Palavras-chave: cabra, flavonóide, MIV, óvulo, reprodução
Use of Quercetin as Antioxidant on In Vitro Maturation of Goat Oocytes
ABSTRACT - Cysteamine is used at IVM of goat oocytes, but cysteamine is 3.6 times more expensive than flavonoid quercetin. To evaluate the replacement of cysteamine by quercetin at IVM of goat oocytes, especially in mitochondrial activity, COCs were divided into 3 groups: CIS = COCs + TCM-199 + suplements + cysteamine; Q4 = CIS – cysteamine + 4 μM of quercetin; e Q8 = CIS – cysteamine + 8 μM of quercetin.

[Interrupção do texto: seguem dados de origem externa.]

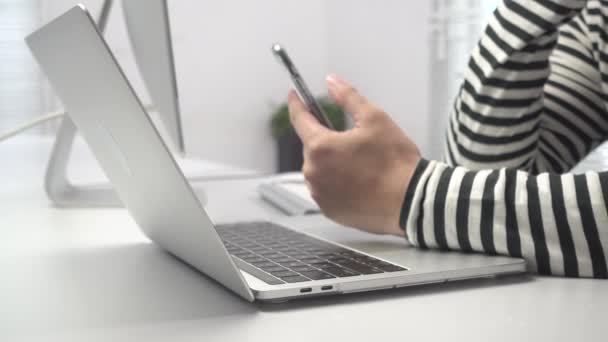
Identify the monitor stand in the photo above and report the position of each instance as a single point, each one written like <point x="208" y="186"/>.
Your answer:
<point x="64" y="193"/>
<point x="56" y="183"/>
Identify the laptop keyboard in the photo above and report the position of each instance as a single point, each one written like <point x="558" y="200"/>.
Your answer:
<point x="279" y="255"/>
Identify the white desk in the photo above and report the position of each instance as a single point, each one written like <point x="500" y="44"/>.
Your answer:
<point x="89" y="275"/>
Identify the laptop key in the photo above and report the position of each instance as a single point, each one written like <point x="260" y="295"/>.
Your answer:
<point x="323" y="265"/>
<point x="391" y="268"/>
<point x="291" y="264"/>
<point x="294" y="279"/>
<point x="317" y="275"/>
<point x="304" y="268"/>
<point x="341" y="272"/>
<point x="264" y="264"/>
<point x="271" y="269"/>
<point x="282" y="274"/>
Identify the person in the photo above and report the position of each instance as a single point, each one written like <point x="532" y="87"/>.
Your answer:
<point x="532" y="104"/>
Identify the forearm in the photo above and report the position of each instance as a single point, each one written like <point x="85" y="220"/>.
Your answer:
<point x="495" y="119"/>
<point x="557" y="223"/>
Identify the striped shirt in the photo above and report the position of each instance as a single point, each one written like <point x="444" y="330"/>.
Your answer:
<point x="533" y="103"/>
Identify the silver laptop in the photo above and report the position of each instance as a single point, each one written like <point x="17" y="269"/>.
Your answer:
<point x="257" y="260"/>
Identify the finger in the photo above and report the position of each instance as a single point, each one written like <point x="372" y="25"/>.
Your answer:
<point x="305" y="124"/>
<point x="346" y="96"/>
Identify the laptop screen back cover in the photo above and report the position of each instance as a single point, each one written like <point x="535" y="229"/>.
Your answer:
<point x="105" y="109"/>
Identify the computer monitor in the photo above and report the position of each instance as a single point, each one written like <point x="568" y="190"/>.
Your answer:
<point x="149" y="31"/>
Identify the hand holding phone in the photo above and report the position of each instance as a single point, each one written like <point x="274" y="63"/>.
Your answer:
<point x="302" y="89"/>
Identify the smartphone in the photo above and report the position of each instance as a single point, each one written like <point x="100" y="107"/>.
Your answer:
<point x="303" y="91"/>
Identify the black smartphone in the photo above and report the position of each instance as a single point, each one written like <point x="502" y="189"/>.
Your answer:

After IVM, 10 COCs from each group were used to measure GSH and ROS levels and mitochondrial activity. Data expressed as percentage were compared with Chi-Square test. Means were compared using Student Newman Keuls test (P < 0.05). ROS (0.0 pixel) e GSH (0.2 pixels) in Q8 group < CIS (0.5 e 1.0 pixel) e Q4 (1.0 e 0.8 pixels) groups. mitochondrial activity in Q4 (1.7 pixel) > CIS (1.0 pixel) and Q8 (0.4 pixels) groups. In conclusion, quercetin can be used instead of cysteamine on in vitro maturation of goat oocytes.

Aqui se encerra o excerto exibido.